MySQL:连续数日组合 [英] MySQL: group by consecutive days and count groups
问题描述
所以,考虑我有以下表格(简化,只包含 DATETIME s - 同一个用户和城市):
datetime
-------------------
2011-06-30 12 :11:46
2011-07-01 13:16:34
2011-07-01 15:22:45
2011-07-01 22:35:00
2011-07-02 13:45:12
2011-08-01 00:11:45
2011-08-05 17:14:34
2011-08-05 18:11 :46
2011-08-06 20:22:12
这天的天数用户已经到这个城市将是 6 ( 30.06 , 01.07 , 02.07 , 01.08 <我想到这样做是使用 SELECT(), COUNT(id)FROM table GROUP BY DATE(datetime)
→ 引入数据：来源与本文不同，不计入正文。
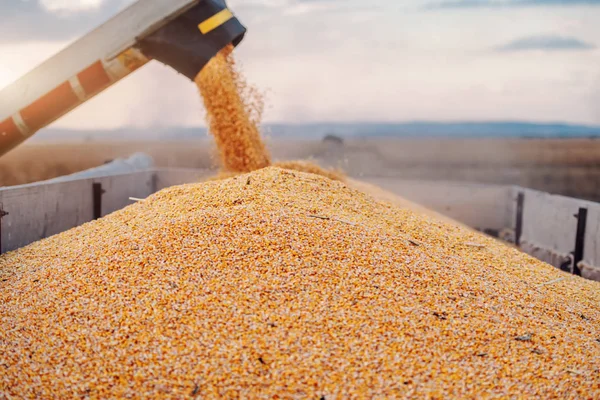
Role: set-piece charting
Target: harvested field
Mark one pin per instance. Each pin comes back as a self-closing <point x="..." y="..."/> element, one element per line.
<point x="290" y="284"/>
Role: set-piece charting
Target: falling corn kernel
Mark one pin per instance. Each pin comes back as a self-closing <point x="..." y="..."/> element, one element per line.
<point x="233" y="112"/>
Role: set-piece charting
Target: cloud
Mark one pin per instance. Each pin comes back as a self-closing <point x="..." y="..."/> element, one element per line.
<point x="450" y="4"/>
<point x="546" y="43"/>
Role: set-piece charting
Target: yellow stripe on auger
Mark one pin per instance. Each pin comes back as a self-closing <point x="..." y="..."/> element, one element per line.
<point x="215" y="21"/>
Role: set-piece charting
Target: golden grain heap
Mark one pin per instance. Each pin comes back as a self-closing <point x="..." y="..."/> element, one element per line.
<point x="281" y="284"/>
<point x="233" y="113"/>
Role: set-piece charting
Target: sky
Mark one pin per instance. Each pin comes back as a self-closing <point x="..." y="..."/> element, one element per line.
<point x="349" y="60"/>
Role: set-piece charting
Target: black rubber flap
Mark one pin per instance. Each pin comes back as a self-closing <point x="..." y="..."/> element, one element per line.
<point x="182" y="46"/>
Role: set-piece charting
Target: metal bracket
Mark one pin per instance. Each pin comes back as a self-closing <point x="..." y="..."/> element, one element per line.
<point x="97" y="193"/>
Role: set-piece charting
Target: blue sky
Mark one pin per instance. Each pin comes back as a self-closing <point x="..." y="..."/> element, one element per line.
<point x="348" y="60"/>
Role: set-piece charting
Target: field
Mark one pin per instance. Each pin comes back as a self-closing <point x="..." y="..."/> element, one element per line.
<point x="570" y="167"/>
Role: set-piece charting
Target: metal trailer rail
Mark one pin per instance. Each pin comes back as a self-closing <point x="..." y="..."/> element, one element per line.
<point x="562" y="231"/>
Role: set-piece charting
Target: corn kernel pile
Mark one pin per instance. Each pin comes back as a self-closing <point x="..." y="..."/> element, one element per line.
<point x="281" y="284"/>
<point x="301" y="166"/>
<point x="233" y="113"/>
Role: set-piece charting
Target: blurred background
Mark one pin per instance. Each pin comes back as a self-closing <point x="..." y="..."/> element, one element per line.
<point x="467" y="90"/>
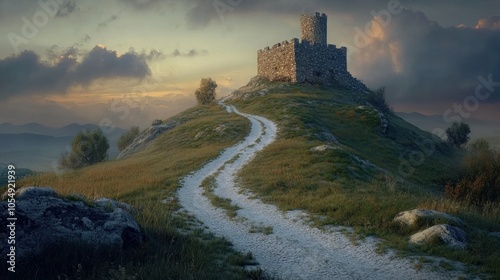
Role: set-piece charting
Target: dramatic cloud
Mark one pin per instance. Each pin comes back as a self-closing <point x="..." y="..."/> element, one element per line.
<point x="27" y="74"/>
<point x="66" y="8"/>
<point x="492" y="23"/>
<point x="191" y="53"/>
<point x="108" y="20"/>
<point x="422" y="62"/>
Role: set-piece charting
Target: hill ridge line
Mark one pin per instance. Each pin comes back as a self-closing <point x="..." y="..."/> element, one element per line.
<point x="294" y="250"/>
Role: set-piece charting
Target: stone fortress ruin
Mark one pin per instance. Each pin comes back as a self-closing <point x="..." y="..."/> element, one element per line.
<point x="311" y="60"/>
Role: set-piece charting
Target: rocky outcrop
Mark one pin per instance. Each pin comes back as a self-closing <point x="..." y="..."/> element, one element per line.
<point x="448" y="235"/>
<point x="141" y="141"/>
<point x="45" y="219"/>
<point x="419" y="217"/>
<point x="437" y="227"/>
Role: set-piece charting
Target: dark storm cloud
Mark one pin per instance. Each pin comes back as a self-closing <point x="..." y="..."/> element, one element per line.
<point x="27" y="74"/>
<point x="424" y="63"/>
<point x="67" y="7"/>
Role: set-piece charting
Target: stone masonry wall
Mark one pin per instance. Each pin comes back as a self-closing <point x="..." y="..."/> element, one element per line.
<point x="320" y="64"/>
<point x="278" y="63"/>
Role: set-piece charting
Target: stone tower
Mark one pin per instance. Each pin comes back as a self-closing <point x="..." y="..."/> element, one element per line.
<point x="311" y="60"/>
<point x="314" y="28"/>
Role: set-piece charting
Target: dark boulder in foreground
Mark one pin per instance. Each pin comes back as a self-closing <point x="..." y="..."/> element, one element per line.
<point x="45" y="219"/>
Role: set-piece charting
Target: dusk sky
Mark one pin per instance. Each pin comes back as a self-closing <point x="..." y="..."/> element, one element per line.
<point x="133" y="61"/>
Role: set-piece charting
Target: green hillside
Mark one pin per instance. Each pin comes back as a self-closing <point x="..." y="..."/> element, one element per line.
<point x="333" y="157"/>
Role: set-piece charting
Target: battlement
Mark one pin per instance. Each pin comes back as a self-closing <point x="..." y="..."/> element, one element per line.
<point x="314" y="28"/>
<point x="286" y="43"/>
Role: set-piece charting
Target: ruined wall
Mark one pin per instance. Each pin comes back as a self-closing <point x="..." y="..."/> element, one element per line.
<point x="310" y="61"/>
<point x="278" y="63"/>
<point x="320" y="64"/>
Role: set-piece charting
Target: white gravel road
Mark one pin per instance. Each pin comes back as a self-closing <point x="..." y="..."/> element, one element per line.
<point x="294" y="250"/>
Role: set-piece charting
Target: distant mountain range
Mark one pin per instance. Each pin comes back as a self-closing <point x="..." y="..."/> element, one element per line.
<point x="479" y="128"/>
<point x="36" y="128"/>
<point x="39" y="147"/>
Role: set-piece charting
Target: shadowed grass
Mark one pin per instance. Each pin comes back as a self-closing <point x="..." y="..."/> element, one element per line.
<point x="144" y="180"/>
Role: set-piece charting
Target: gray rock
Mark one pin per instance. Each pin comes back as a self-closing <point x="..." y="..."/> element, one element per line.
<point x="141" y="141"/>
<point x="417" y="216"/>
<point x="112" y="204"/>
<point x="323" y="148"/>
<point x="33" y="192"/>
<point x="495" y="234"/>
<point x="451" y="236"/>
<point x="45" y="219"/>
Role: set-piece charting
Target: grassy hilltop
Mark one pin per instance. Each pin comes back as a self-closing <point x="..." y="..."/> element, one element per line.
<point x="332" y="158"/>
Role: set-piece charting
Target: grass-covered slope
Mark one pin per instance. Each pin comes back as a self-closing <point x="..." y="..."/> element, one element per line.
<point x="364" y="176"/>
<point x="361" y="177"/>
<point x="144" y="180"/>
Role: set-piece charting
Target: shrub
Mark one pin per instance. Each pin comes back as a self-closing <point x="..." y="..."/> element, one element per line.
<point x="206" y="93"/>
<point x="87" y="148"/>
<point x="481" y="180"/>
<point x="458" y="134"/>
<point x="127" y="138"/>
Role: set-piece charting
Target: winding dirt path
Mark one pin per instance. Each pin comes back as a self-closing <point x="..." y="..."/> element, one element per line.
<point x="293" y="250"/>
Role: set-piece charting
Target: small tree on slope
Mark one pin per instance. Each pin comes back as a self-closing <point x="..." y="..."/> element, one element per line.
<point x="87" y="148"/>
<point x="458" y="134"/>
<point x="206" y="93"/>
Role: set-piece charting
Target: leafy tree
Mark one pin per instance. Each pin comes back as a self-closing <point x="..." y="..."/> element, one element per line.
<point x="156" y="122"/>
<point x="378" y="100"/>
<point x="127" y="138"/>
<point x="458" y="134"/>
<point x="87" y="148"/>
<point x="206" y="93"/>
<point x="480" y="182"/>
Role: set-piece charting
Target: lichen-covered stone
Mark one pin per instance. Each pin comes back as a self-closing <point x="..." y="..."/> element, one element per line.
<point x="418" y="216"/>
<point x="449" y="235"/>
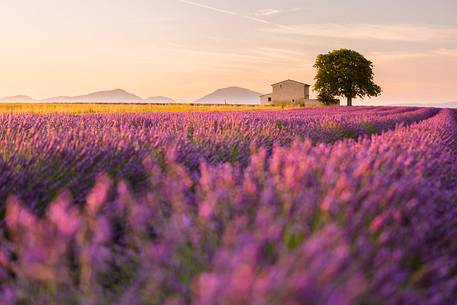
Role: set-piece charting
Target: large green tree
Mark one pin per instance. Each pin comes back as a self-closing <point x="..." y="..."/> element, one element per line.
<point x="345" y="73"/>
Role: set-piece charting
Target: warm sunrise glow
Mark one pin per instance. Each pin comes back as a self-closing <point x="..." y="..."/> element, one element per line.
<point x="185" y="49"/>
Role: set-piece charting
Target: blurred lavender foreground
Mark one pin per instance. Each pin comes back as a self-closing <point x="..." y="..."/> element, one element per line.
<point x="329" y="206"/>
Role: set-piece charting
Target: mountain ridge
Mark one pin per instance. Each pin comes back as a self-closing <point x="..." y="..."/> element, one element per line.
<point x="230" y="95"/>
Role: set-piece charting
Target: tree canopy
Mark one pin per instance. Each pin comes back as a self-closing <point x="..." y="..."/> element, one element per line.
<point x="345" y="73"/>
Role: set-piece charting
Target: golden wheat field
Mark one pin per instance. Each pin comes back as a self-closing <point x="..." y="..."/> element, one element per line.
<point x="118" y="108"/>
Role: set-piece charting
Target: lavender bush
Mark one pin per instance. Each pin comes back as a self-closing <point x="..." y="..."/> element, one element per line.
<point x="334" y="206"/>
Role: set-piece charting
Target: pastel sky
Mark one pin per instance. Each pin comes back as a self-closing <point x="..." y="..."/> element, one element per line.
<point x="185" y="49"/>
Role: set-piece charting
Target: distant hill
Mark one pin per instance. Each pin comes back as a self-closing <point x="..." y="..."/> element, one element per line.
<point x="57" y="99"/>
<point x="114" y="96"/>
<point x="159" y="100"/>
<point x="231" y="95"/>
<point x="17" y="99"/>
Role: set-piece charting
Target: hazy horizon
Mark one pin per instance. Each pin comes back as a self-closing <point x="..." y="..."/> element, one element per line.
<point x="186" y="49"/>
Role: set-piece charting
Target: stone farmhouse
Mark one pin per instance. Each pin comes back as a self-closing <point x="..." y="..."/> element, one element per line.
<point x="289" y="92"/>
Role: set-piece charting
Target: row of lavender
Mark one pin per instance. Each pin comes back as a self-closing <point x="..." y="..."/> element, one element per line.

然后,对于这个用户对这个城市的访问次数,t他的查询应该返回 3 ( 30.06-02.07 , 01.08 , 05.08-06.08 )
问题是我不知道如何构建这个查询。
任何帮助将非常感谢!
你可以找到每天访问的第一天,通过查找前一天没有签到的签到。
select count(distinct date(start_of_visit。 datetime))
从checkin start_of_visit
left join checkin previous_day
on start_of_visit.user = previous_day.user
和start_of_visit.city = previous_day.city
和date(start_of_visit .datetime) - 间隔1天=日期(previous_day.datetime)
其中previous_day.id为空
这个查询有几个重要的部分。
首先,每个签到都加入到前一天的任何签到。但是,由于它是外部连接,如果前一天没有签入,连接的右侧将具有 NULL 结果。 WHERE 过滤发生在连接之后,所以它只保留左侧没有右侧的那些签入。 LEFT OUTER JOIN / WHERE IS NULL 非常适合查找不在的地方。
然后,它计数不同的签到日期,以确保在用户访问的第一天多次登录用户时不会重复计算。 (实际上,当我发现可能的错误时,我实际上添加了该部分。)
编辑:我刚刚重新阅读您提出的第一个问题的查询。您的查询将会给您指定日期的签入次数,而不是日期计数。我想你想要这样的东西:
select count(distinct date(datetime))
from checkin
其中user ='some user'and city ='some city'
I have a database table which holds each user's checkins in cities. I need to know how many days a user has been in a city, and then, how many visits a user has made to a city (a visit consists of consecutive days spent in a city).
So, consider I have the following table (simplified, containing only the DATETIMEs - same user and city):
datetime
-------------------
2011-06-30 12:11:46
2011-07-01 13:16:34
2011-07-01 15:22:45
2011-07-01 22:35:00
2011-07-02 13:45:12
2011-08-01 00:11:45
2011-08-05 17:14:34
2011-08-05 18:11:46
2011-08-06 20:22:12
The number of days this user has been to this city would be 6 (30.06, 01.07, 02.07, 01.08, 05.08, 06.08).
I thought of doing this using SELECT COUNT(id) FROM table GROUP BY DATE(datetime)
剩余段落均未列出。